Take a look at the app folder of this repository - you should find a markdown folder with several Markdown files. When a user presses one of the navigation buttons, a request is sent to the controller to display the corresponding page. It does this by matching the route name to the Markdown file name, parsing its contents into HTML, and then displaying that HTML. The code that achieves this is in app/controllers/articles_controller.rb -

...
def open_article
    title = Rails.root.to_s + "/app/markdown/" + params[:title] + ".md"
    @content = markdown(File.read(title))
end
...

To support nested navigation, we'll need to adjust the way files are stored. Instead of storing each page as its own .md file, every page should be a folder with at least an index.md inside, and possibly other folders inside for subpages.

app/markdown
├── chart-styling
│   └── index.md
├── contribution
│   └── index.md
├── getting-started
│   └── index.md
└── types-of-charts
    ├── bar-chart
    │   └── index.md
    ├── index.md
    └── pie-chart
        └── index.md

Your updated controller code may look something like this. Ignore the excessive puts calls - those are for some rough debugging to confirm our code is correct.

...
def index
  @parent_path = request.path
  puts "PATH = " + @parent_path
  puts File.basename(Dir.getwd)
  @nav_tree = walk("./app/markdown", "")
  puts @nav_tree
end

def titleize(name)
  lowercase_words = %w{a an the and but or for nor of}
  name.split.each_with_index.map{|x, index| lowercase_words.include?(x) && index > 0 ? x : x.capitalize }.join(" ")
end

def walk(start, parent)
  temp_hash = {}

  Dir.foreach(start) do |x|
    path = File.join(start, x)
    if x == "." or x == ".."
      next
    elsif File.directory?(path)
      # puts path + "/" # remove this line if you want; just prints directories
      name = titleize(x.gsub('-', ' '))
      temp_hash[name] = walk(path, x)
    else
      # Convert path to name
      name = titleize(x[0..-4].gsub('-', ' '))

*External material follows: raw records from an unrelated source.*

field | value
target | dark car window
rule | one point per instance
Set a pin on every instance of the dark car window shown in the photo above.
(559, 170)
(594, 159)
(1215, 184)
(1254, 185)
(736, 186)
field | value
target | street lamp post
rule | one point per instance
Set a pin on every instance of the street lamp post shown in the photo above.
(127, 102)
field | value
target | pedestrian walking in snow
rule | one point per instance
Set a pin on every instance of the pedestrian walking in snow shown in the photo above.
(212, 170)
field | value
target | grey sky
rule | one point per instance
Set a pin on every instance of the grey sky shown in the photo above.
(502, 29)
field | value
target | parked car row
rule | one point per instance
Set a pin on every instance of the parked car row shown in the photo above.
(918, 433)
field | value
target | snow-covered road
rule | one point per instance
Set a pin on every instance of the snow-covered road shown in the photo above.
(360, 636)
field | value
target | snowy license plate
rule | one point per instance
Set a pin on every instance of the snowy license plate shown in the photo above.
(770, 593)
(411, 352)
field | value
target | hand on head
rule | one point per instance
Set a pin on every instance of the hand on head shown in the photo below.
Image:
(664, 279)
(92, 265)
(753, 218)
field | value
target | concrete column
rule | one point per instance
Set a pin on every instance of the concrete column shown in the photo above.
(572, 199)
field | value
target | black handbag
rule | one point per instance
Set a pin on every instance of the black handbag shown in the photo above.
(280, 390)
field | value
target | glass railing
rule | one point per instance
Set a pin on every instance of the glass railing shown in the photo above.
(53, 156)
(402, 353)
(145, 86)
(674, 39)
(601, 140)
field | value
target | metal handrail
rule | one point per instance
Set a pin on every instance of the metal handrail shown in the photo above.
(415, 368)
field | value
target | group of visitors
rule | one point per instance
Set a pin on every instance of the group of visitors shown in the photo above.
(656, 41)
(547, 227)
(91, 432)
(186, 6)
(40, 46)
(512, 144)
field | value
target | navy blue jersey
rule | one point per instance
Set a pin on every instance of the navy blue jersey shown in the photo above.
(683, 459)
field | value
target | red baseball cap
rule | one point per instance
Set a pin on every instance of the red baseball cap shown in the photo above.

      temp_hash[name] = parent + '_' + x[0..-4]

      if parent == ""
        temp_hash[name] = name
      end
    end
  end

  temp_hash
end

def open_article
  title = Rails.root.to_s + "/app/markdown/" + params[:title].gsub('_', '/') + "/index.md"
  @content = markdown(File.read(title))
end
...

This results in a "navigation tree" that sort of looks like this...

{
  "Chart Styling" => {
    "Index" => "chart-styling_index"
  },
  "Getting Started" => {
    "Index" => "getting-started_index"
  },
  "Contribution" => {
    "Index" => "contribution_index"
  },
  "Types of Charts" => {
    "Pie Chart" => {
      "Index" => "pie-chart_index"
    },
    "Bar Chart" => {
      "Index" => "bar-chart_index"
    },
    "Index" => "types-of-charts_index"
  }
}
GeorgeBerdovskiy commented 7 months ago

Two notes -

  1. Please watch the meeting recording associated with this issue! You may have difficulty understanding some of this if you don't watch it.
  2. Although the code already does most of what it should, please don't just copy and paste it. Use this as an opportunity to be creative! Is there a better way to do this?

For example, the starter code is pretty sloppy. Is there a more idiomatic way to achieve the same result? What about "index" pages - should the title be "Index" or something else?

sohamnair commented 7 months ago

I can do this one, it’s not that complicated and is interesting

sohamnair commented 7 months ago

Could you assign me this task?

GeorgeBerdovskiy commented 7 months ago

Yepp it's all yours @sohamnair, I added the Claimed label just now!